君の手が動く限り、俺は隣にいたいから
 長い廊下を全力で駆け抜けてきた凌は、部室の前で激しく肩を上下させていた。

「っ、はぁ……はっ……」

 肺が焼けるように熱い。屋上から一気に走ってきたせいで、制服のシャツがじっとりと背中に張り付いていた。

(なんなんだよ、マジで……)

 胸騒ぎが止まらない。紫のあの切羽詰まった声と、一方的に切れた通話。最悪の想像ばかりが頭を過る中、凌は荒い息を無理矢理飲み込み、部室の引き戸をガラリと開けた。
 夕陽に染まった美術室の中央、紫と碧南の二人が立っていた。
 凌の姿を認めた瞬間、紫がぱっと顔を輝かせる。

「やっと来た!」
「何か急いでるみたいでしたけど、どうかしたんすか?」

 息を切らす凌に対し、碧南はいつも通り落ち着いた様子で小さく肩を竦めた。

「そんな焦ることでもないよ。少しは落ち着いて、紫」
「呑気なこと言ってる場合じゃないってば!」

 紫は勢いよく振り返ると、ずいっと凌との距離を詰め、その両肩をがしっと掴んだ。

「っ!?」

 突然のことに凌は思わず喉を鳴らす。真正面から見つめてくる紫の目は、妙にギラギラと輝いていて逆に怖かった。

「コンテストの入賞結果が返ってきたよ」

 一瞬、言葉の意味が頭にすんなり入ってこなかった。

「……は?」
「これがその要項」
 
 横から静かな声が差し込み、碧南が一行の書類を差し出してきた。
 凌は怪訝そうに眉を顰めながら、その紙を受け取る。

『高校生芸術コンテスト』

 大きく印刷されたタイトルの下には、入賞者の学校名や名前がずらりと並んでいる。
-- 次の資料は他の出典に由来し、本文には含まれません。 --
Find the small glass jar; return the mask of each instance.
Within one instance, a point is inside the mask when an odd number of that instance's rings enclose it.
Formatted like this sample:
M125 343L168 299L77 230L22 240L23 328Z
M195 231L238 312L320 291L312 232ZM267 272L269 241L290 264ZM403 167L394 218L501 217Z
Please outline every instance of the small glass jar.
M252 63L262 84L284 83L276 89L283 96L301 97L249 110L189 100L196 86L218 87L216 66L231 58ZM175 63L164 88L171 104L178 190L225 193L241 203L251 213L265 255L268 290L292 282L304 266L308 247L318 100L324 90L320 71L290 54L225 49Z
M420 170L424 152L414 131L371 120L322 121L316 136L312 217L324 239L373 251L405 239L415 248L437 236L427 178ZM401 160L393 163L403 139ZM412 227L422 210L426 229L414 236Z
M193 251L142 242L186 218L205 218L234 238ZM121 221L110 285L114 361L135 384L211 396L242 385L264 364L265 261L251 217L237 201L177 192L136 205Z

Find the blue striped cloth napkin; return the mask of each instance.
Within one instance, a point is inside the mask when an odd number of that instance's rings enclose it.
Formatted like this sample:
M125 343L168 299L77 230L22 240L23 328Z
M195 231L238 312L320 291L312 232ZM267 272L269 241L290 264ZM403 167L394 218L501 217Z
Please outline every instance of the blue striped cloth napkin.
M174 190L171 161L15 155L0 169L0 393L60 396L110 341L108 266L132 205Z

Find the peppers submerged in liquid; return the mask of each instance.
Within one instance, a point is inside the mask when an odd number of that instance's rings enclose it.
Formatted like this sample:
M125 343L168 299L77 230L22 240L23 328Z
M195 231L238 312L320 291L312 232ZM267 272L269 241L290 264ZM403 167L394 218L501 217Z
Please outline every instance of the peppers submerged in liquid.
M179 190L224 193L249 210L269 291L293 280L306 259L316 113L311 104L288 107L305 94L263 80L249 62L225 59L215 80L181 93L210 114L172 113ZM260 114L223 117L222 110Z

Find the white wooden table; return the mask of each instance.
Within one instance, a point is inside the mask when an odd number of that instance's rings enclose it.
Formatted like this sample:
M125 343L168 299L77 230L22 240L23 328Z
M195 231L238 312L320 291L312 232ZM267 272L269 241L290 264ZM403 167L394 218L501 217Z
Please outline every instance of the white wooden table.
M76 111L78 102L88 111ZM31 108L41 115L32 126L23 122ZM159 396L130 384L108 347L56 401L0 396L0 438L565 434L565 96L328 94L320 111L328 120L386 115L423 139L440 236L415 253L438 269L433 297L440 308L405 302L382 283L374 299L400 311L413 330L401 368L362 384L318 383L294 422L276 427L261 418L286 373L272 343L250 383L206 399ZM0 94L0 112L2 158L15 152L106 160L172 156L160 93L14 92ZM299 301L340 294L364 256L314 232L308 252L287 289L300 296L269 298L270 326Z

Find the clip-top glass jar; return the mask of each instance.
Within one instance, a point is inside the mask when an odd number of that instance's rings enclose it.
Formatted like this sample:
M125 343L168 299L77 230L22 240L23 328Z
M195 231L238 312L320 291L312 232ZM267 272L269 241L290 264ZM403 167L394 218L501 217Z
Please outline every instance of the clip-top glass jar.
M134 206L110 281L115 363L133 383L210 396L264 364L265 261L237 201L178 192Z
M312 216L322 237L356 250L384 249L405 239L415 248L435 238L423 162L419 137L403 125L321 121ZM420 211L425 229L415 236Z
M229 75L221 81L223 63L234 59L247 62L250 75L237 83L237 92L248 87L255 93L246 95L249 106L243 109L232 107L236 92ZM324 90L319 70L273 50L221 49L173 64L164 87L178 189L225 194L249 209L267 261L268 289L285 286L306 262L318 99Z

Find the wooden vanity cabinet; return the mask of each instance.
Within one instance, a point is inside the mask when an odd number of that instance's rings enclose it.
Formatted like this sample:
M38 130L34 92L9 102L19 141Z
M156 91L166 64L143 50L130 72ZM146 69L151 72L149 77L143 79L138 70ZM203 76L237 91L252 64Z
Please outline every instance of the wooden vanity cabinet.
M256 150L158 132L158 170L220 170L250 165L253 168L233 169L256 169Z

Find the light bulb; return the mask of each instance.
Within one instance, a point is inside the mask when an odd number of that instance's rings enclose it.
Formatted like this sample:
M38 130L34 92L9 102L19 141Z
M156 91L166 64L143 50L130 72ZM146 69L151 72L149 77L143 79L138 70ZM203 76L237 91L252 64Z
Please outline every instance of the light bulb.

その紙面の一箇所だけ、黄色いマーカーで鮮やかに線が引かれていた。
 凌の視線が、ゆっくりとそこへ吸い寄せられる。

「…………」

 思考が止まった。
 紙を持つ手が、微かに震える。

「……え」

 間抜けな声が漏れた。何度見ても、マーカーの引かれた先には、確かに自分の名前が刻まれている。

「……は?  いや、待って……なんで?」
「なんでって、入賞したからだよ!」

 紫が爆発させたように興奮気味に叫ぶ。
 今にも飛びつかんばかりにその身体は上下に揺れていた。

「しかも優秀賞!  一年でこれは普通に大快挙だからね!?」
「いやいやいや、おかしいっすよ」

 凌は勢いよく首を振った。

「だって俺、ほぼ初心者っすよ? なんかの手違いかミスじゃ……」
「審査員のサインもちゃんと載ってる。ミスじゃないよ」

 碧南が静かに言った。その声は心底嬉しそうで、少し誇らしげですらある。

「君の絵が、ちゃんと評価されたんだ」

 凌は言葉を失った。
 信じられない気持ちの裏側で、あの何十枚も紙を破り捨てた夜や、眠気を削って泥泥になりながら描き続けた時間が、一瞬だけ脳裏を過る。じわじわと、胸の奥が妙な熱を帯びていくのが分かった。
 碧南が、ふっと小さく笑う。
 夕陽に照らされた彼女の瞳が、静かに細められた。